How Hazards Are Measured
Industrial hygienists don’t just categorize hazards. They quantify them. For airborne chemical hazards, the standard method is personal air sampling, where a small pump clipped to a worker’s clothing draws air through a collection device positioned within about six to nine inches of the nose and mouth. The sample is then sent to a lab for analysis. For gases and vapors, passive diffusive samplers can be used instead, which absorb contaminants without needing a pump. Direct-reading instruments and detector tubes provide faster, on-the-spot readings useful for initial screening.
Dust sampling gets more specific. Total dust sampling captures all airborne particles using a filter at a flow rate of 2 liters per minute over up to eight hours. Respirable dust sampling uses a size-selective device that captures only particles small enough to reach the deepest parts of the lungs, with a 50% collection efficiency at 4 micrometers. This distinction matters because larger particles get filtered out by your nose and throat, while the smallest ones penetrate to the gas-exchange region where oxygen enters your blood.
The Hierarchy of Controls
Once a hazard is identified and measured, industrial hygiene follows a ranked system for controlling it, moving from most effective to least effective: elimination, substitution, engineering controls, administrative controls, and personal protective equipment (PPE).
Elimination removes the hazard entirely. If a process uses a toxic solvent, you stop using it. If work at height creates a fall hazard, you redesign the task to happen at ground level. Substitution replaces something dangerous with something less so. Engineering controls are physical changes to the workspace that reduce exposure without relying on worker behavior: local exhaust ventilation to capture fumes at the source, noise enclosures around loud machinery, machine guards, and mechanical lift equipment to reduce manual handling.
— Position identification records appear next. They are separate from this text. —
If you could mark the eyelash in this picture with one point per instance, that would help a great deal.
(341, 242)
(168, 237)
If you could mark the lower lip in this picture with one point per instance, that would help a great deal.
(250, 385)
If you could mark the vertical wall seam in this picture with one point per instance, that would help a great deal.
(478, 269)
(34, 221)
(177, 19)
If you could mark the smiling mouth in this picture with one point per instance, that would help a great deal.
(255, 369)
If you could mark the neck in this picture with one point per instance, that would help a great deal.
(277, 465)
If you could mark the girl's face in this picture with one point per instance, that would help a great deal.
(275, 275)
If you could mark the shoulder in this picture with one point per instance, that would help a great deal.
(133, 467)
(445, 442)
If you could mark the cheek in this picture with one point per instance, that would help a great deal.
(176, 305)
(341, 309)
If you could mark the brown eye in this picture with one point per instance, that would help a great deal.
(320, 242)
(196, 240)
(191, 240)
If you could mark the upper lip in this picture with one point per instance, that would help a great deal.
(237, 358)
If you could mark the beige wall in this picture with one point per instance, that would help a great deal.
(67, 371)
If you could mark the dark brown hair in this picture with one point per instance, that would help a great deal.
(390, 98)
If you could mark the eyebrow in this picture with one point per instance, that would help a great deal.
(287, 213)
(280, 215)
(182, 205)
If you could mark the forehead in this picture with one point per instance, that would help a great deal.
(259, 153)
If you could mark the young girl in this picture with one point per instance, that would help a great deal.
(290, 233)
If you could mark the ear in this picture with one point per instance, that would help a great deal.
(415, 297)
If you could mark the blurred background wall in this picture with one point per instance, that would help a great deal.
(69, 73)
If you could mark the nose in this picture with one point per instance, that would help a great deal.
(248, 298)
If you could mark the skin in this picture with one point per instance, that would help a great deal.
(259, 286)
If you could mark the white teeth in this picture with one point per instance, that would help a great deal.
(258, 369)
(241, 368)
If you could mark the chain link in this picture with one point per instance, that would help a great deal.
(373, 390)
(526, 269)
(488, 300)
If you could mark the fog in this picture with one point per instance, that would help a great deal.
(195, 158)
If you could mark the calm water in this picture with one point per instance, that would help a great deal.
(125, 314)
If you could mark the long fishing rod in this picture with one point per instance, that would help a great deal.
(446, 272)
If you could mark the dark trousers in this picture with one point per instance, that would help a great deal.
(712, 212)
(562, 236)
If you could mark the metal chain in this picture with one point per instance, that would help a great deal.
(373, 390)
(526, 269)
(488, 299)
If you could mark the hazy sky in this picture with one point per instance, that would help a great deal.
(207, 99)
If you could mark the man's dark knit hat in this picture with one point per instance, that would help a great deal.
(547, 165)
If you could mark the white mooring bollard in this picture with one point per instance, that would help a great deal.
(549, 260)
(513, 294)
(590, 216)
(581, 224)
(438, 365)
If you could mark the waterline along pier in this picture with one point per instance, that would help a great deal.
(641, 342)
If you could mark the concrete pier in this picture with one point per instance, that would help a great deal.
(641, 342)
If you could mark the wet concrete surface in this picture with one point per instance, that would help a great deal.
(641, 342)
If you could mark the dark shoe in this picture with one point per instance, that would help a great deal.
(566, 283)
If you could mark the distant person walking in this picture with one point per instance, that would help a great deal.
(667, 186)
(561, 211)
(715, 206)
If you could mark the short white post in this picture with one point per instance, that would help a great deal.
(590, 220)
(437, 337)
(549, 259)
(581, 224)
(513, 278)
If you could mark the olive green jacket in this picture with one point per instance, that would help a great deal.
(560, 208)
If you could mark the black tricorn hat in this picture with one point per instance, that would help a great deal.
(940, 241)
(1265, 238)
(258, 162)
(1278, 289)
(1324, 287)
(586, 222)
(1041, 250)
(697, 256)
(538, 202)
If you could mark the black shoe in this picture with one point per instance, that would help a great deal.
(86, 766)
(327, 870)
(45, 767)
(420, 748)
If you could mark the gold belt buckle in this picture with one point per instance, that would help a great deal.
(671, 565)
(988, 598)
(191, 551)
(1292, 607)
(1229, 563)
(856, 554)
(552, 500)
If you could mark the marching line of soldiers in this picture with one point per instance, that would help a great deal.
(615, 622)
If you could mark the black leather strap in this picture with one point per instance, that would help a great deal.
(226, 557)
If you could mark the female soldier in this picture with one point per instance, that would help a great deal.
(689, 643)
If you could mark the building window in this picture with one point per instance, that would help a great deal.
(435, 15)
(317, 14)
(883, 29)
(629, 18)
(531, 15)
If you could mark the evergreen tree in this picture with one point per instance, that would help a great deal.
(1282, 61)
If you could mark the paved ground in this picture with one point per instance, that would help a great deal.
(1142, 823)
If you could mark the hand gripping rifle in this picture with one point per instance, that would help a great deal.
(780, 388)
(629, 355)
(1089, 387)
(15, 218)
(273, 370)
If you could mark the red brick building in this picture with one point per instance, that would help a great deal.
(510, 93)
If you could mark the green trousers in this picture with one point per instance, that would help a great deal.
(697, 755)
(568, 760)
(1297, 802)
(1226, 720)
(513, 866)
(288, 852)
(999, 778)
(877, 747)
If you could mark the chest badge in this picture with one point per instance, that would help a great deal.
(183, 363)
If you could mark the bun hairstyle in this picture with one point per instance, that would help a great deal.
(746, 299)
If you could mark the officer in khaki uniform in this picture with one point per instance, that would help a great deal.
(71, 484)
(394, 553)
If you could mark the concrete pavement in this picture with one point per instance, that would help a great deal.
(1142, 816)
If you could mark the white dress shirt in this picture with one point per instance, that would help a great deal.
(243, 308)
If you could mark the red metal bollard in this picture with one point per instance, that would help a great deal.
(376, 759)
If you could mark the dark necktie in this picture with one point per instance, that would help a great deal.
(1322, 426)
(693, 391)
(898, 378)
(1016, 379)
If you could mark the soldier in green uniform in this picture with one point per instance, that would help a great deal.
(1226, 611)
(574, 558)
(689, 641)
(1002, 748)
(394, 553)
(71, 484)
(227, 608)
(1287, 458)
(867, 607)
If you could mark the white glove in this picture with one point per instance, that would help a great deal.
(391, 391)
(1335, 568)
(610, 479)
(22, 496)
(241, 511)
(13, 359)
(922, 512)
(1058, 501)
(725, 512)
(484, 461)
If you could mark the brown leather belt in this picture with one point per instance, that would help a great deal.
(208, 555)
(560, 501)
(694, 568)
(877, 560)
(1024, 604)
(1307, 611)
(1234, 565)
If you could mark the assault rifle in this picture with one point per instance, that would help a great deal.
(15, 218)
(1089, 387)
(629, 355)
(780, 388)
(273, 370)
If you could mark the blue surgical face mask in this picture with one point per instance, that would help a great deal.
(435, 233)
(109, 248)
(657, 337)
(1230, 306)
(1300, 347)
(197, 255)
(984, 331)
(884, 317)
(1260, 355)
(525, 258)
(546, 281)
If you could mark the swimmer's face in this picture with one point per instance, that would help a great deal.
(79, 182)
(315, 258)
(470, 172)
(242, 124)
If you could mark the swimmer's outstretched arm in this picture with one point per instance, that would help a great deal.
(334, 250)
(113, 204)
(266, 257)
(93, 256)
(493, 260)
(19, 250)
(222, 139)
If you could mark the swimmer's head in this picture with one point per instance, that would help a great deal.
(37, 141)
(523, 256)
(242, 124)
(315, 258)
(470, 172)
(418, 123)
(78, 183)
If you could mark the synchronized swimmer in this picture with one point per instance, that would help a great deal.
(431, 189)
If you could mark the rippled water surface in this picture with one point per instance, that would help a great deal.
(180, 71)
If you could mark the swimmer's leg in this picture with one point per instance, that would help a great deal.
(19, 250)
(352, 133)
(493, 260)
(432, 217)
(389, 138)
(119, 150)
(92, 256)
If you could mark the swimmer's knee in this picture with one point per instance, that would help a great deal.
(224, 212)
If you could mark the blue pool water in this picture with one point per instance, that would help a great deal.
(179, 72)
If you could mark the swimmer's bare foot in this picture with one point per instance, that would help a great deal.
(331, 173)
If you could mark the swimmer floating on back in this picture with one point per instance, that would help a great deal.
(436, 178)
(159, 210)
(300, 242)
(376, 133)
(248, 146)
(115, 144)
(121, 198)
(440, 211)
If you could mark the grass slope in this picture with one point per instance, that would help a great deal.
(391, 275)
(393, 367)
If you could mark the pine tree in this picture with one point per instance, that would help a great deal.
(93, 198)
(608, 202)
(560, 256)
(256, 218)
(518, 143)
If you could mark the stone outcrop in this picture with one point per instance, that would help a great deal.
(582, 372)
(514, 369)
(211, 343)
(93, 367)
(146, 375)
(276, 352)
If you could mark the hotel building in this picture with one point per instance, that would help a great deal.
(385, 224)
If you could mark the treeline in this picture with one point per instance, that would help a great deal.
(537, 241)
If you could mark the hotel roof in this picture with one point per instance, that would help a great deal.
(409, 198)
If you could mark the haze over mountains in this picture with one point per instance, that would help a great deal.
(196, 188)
Administrative controls change how work is organized. Rotating workers through tasks to limit any one person’s exposure time, adjusting shift schedules, and providing training all fall here. PPE, items like respirators, gloves, earplugs, and safety glasses, sits at the bottom because it depends entirely on the worker using it correctly every time. It’s the last line of defense, not the first, and it’s the least reliable precisely because human compliance is never perfect.